Larry Finch was born on February 16, 1951, and if you want the cleanest way to explain his legacy, it is this: he was Memphis, all the time. From Orange Mound to Melrose High School to Memphis State, Finch became the face of a program and a city that saw itself in him. Decades later, his name still carries weight because he did it all here. He starred here, he stayed here, and he came back to lead the Tigers from the bench.

A hometown kid who became a Tigers scoring standard

Finch played three varsity seasons at Memphis State (1970 to 1973) and finished with 1,869 career points, a total that remains fourth all time in program history. Even more impressive is the efficiency of it: his 22.3 points per game career average is still the Memphis program record, a level of sustained scoring that has proven almost impossible to touch.

Memphis’ own athletics bio notes how his scoring climbed as his career went on, including a 24.0 points per game senior season with 723 points, and that he finished as the school’s career scoring leader at the time.

Finch was not just a great Tiger. He was nationally decorated too, earning Consensus second team All-American recognition and becoming a symbol of Memphis State’s rise on the national stage in the early 1970s.

The 1973 title game and the moment that captured who he was

If you grew up on Memphis basketball stories, you already know the headline: the 1973 Tigers made the national title game. Finch was the engine of that run, and in the championship game against UCLA, he scored 29 points, while UCLA’s Bill Walton delivered a now legendary performance.

Walton finished with 44 points and an almost unreal 21-for-22 shooting night as UCLA pulled away late for an 87–66 win.

But for Memphis, one of the most remembered moments from that night is not a stat. It is a choice.

Late in the game, Walton went down with an injury. In an era when the stakes were massive and emotions ran hot, Finch helped him up, and Finch walked his limping opponent back toward the sideline. Writers later described it as a snapshot of Finch’s sweetness and public spirit, a sportsmanlike moment that still resonates because it looked like Memphis at its best.

That is the part people pass down. Finch competed like a star, and carried himself like a pro.

Staying home: the ABA years in Memphis

After college, Finch was drafted by the Los Angeles Lakers, but he chose a path that fit his personality and his city. He stayed home and played professionally in the American Basketball Association for the Memphis Tams and later the Memphis Sounds.

His pro career was brief, but the symbolism mattered. Memphis did not just claim Larry Finch. Larry Finch claimed Memphis right back. He wanted his career, his name, and his daily life tied to home.

The return to the Tigers and the coach who shaped an era

Finch moved into coaching almost immediately after his playing days, eventually returning to Memphis as an assistant and then becoming head coach in 1986, a tenure that lasted through 1997.

His record as Memphis head coach was 220–130, and multiple sources note he led the Tigers to six NCAA Tournament appearances, including a deep run to the Elite Eight in 1992.

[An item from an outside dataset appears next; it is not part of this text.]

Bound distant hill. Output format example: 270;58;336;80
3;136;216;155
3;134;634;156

And here is where Larry Finch’s story connects straight into today.

Finch recruited and coached local stars, including Anfernee “Penny” Hardaway, and the program’s modern identity of Memphis talent choosing Memphis has always traced back to Finch’s example. In a University of Memphis magazine feature, Penny called Finch “the native son” and credited him as a reason players like Penny wanted to come to Memphis, describing Finch’s life as a full arc from player to assistant to head coach.

Now Penny is the head coach, carrying that same idea forward, that Memphis basketball can be built with Memphis pride at the center. Finch coached Penny, and Penny is coaching the Tigers. That is not just a fun connection. That is lineage.

Why Larry Finch still matters in Memphis

Larry Finch’s greatness is easy to measure with numbers: 1,869 points, 22.3 points per game, a Final Four run, and 220 wins on the sideline.

But his real impact is what those numbers meant to people in this city. Finch represented unity, belonging, and a certain Memphis confidence. Even in the biggest moment, when the championship slipped away, he still chose respect and sportsmanship, helping a wounded opponent to the sideline.

Larry Finch was Memphis basketball, but he was also a reminder of something bigger: the greatness that can come out of our neighborhoods, our schools, and our city when talent meets belief and character. He lived “Memphis first” before it was a slogan.

And every time a kid in this city dreams of Tiger blue, that legacy is still doing its job.